The Master System port looks and feels like a Sega game, which it should.. The bosses are big and each is unique. The manual gives them alien-sounding names like Squime, Tacapy, and my favorite, Aargh! The ships are broken up into stationary rooms, again similar to The Legend of Zelda. The alien monsters are all varied in design, even though one looks like a blatant rip off from the movie Alien.
One downfall of the US Master System is the lack of the arcade-style “FM chip” for sounds. The video below features the chip, and it sounds amazing for a 25 year old console game. Alas.. I always found it odd that as you walked around a ship the enemies would blink into existence a second or two later. It does make it a little easier to dodge them. The aliens never really get smarter or faster, but the ships do become labyrinths with no maps (the arcade release did have a map.)
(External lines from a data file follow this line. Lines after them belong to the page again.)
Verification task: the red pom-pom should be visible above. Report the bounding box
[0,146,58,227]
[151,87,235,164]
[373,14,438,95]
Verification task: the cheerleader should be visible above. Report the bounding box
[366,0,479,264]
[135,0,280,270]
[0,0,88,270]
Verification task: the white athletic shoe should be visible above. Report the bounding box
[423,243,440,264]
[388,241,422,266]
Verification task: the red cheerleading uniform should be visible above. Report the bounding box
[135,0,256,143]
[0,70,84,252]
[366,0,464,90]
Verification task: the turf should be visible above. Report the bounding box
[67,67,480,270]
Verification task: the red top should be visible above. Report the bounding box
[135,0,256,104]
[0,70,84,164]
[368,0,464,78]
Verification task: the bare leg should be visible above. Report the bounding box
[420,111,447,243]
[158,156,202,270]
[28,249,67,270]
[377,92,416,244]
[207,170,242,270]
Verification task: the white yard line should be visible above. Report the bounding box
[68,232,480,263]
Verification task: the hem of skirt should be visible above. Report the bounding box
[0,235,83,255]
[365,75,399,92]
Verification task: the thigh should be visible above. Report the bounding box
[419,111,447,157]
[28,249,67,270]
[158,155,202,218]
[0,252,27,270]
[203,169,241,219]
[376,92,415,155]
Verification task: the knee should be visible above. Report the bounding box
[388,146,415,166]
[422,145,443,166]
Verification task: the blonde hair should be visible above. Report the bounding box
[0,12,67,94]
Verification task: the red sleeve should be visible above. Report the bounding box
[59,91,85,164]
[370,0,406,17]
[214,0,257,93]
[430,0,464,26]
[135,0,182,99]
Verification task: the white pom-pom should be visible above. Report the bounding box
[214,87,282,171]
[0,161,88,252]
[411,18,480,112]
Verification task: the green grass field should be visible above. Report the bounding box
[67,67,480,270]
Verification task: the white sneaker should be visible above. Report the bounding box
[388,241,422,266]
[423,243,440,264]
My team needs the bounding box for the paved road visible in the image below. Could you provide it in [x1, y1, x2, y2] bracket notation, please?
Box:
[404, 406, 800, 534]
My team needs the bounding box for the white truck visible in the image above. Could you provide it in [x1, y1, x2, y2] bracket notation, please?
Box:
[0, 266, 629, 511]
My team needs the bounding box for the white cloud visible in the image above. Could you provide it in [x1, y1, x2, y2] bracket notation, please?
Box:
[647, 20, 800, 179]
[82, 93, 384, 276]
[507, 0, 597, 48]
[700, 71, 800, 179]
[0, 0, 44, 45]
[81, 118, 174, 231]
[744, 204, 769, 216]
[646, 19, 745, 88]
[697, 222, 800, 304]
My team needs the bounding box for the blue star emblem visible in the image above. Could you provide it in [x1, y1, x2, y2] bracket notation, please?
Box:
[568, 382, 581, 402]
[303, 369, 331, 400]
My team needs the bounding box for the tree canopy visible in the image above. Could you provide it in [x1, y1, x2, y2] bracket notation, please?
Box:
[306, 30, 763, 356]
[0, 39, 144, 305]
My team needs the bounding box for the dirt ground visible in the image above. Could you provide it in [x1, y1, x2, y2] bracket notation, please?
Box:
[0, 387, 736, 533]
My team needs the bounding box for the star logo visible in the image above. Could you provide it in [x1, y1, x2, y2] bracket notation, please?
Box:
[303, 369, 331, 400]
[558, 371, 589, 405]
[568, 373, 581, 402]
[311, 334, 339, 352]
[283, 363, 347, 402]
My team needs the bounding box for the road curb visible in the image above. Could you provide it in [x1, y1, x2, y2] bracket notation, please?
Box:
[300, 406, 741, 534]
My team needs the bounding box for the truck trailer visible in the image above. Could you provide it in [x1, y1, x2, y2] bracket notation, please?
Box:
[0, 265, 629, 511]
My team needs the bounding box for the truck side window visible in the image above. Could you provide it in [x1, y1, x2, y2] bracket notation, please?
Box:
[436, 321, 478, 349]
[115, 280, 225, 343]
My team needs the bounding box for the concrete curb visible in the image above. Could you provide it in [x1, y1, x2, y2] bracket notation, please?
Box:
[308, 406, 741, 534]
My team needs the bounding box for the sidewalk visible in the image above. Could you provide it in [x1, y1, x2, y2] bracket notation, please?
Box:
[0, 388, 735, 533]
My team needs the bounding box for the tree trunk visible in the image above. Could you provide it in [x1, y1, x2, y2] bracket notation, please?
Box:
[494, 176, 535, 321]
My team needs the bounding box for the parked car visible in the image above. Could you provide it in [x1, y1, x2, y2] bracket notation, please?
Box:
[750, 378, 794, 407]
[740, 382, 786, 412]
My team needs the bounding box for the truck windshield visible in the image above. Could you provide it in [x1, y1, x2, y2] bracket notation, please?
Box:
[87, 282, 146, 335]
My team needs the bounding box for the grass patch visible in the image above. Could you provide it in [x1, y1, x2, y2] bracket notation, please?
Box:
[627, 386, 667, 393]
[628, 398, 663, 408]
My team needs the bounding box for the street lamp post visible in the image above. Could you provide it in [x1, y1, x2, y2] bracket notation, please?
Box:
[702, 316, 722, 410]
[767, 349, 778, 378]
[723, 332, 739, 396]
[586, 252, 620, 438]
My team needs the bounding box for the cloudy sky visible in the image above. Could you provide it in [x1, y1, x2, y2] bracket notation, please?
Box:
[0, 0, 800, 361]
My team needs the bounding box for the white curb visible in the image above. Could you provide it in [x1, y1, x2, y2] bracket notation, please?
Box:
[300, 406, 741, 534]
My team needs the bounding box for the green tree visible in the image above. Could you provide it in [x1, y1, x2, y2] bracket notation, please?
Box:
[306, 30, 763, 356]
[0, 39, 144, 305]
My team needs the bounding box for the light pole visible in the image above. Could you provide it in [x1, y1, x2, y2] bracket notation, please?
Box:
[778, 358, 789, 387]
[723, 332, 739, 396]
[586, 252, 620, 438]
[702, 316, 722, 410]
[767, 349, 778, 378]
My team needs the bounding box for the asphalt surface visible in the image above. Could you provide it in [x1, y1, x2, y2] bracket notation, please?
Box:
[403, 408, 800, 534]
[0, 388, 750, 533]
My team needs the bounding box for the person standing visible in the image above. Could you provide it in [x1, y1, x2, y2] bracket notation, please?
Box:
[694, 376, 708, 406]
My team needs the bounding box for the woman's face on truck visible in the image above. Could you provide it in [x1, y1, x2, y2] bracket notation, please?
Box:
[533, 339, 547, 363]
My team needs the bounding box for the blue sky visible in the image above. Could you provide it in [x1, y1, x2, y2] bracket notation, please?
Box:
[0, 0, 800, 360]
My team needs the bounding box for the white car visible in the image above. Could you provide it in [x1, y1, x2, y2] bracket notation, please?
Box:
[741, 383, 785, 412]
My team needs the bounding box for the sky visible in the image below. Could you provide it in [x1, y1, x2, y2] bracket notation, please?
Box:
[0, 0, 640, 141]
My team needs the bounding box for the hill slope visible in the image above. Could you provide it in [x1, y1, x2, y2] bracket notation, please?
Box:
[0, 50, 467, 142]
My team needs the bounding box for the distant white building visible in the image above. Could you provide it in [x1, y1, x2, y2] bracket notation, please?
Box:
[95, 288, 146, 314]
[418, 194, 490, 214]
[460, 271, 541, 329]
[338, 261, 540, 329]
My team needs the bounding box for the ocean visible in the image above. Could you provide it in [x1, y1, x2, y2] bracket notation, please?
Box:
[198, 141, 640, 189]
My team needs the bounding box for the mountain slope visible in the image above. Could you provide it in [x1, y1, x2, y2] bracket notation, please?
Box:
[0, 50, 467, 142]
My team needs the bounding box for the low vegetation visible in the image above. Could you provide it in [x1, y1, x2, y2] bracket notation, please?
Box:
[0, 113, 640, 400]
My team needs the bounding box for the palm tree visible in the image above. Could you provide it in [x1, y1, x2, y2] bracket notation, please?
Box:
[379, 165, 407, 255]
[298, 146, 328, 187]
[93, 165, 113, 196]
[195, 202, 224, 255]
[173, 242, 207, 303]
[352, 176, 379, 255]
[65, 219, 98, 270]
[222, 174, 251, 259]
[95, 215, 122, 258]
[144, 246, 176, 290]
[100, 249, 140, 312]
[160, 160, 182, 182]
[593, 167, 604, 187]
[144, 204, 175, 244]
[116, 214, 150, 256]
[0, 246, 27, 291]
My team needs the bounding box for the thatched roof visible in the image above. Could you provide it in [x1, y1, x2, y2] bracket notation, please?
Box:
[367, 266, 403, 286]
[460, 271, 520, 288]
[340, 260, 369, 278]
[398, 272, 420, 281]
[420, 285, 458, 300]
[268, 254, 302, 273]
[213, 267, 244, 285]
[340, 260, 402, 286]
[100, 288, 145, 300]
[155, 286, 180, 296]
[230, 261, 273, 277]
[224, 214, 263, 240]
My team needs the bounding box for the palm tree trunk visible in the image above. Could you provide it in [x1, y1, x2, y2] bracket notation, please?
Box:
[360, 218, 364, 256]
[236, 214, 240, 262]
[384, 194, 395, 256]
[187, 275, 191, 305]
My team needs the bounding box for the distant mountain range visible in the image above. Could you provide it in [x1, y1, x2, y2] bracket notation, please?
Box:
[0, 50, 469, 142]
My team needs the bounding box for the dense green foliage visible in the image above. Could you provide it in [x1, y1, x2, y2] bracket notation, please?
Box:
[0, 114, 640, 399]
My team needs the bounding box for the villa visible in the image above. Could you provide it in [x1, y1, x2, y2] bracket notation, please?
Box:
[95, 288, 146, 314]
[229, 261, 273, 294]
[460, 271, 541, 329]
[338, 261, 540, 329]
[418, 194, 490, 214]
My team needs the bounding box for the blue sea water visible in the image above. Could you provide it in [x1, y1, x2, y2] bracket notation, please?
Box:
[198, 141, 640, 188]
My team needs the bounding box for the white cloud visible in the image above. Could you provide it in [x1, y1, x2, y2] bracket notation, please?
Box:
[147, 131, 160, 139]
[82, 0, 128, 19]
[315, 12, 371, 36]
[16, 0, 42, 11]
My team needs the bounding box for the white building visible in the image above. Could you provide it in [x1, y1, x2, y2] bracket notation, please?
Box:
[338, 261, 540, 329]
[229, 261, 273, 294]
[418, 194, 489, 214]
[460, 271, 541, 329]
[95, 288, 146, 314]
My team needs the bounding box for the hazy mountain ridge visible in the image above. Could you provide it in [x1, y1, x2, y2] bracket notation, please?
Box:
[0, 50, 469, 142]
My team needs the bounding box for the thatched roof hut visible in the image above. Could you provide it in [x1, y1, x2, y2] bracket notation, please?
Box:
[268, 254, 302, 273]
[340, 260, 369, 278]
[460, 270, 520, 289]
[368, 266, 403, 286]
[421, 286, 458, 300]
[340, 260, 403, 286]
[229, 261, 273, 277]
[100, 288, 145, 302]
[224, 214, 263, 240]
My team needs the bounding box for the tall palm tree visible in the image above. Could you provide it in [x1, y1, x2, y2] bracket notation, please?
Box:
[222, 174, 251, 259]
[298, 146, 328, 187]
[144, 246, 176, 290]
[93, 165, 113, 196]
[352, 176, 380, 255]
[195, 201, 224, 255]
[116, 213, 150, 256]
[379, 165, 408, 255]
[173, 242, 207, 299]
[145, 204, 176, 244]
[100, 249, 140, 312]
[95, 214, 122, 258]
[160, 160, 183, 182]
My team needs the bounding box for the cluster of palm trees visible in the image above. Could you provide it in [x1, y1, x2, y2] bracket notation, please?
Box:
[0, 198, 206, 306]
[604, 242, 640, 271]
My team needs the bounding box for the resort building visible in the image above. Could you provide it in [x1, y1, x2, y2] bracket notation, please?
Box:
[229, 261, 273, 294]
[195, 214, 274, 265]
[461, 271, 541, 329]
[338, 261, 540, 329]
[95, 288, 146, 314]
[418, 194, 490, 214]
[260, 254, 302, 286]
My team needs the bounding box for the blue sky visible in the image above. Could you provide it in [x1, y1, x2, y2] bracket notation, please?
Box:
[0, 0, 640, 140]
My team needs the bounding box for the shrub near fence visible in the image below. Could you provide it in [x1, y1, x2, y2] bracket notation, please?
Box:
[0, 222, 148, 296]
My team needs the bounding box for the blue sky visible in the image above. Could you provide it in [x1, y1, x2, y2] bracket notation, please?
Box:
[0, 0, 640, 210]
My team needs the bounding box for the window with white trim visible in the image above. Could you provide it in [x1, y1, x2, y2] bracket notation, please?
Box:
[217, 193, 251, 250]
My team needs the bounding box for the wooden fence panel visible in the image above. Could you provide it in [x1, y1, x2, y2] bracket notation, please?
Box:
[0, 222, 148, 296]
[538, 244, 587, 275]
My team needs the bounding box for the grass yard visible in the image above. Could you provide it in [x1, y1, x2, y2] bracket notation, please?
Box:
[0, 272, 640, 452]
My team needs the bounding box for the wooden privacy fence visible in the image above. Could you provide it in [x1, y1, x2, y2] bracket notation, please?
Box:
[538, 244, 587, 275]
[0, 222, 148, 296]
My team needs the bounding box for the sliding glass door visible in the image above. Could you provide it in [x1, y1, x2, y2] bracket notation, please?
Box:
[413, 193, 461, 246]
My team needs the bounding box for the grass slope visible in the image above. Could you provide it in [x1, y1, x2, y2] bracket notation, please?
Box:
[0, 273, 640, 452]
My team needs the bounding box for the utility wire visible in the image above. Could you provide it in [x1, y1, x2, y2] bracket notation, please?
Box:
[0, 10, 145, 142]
Once again, a downfall of the Master System is the control pad. Mainly the ‘square’ d-pad. Maybe it’s my NES bias. I just always had trouble hitting diagonal when I didn’t want to. The ‘Control Stick’ controller, which is basically a Sega NES Advantage does help immensely in this game, giving a true arcade like feel. The characters are responsive enough, even though the bullets don’t always seem to go where intended. First boss, don’t shoot his head, shoot his body. Go figure.
Alien Syndrome was a game I never had the pleasure of playing in arcades back in the day. I can’t specifically comment on the other ports of the game since I haven’t played them. I’m far more familiar with the Master System port, so I’ve covered it. My inner nine year old still laughs at the horrible screams and grunts that Ricky and Mary let out when they die. My cousin Derek did a fairly good impression of Mary’s death scream. This is still one of my favorite Master System games and did get semi-regular play back in the day. With my recent Master System re-purchase a year ago, this maze like run and gun game still holds up even with the blinking aliens. Holy crap? I covered another Sega game! It must be good, give it the Fair Shake.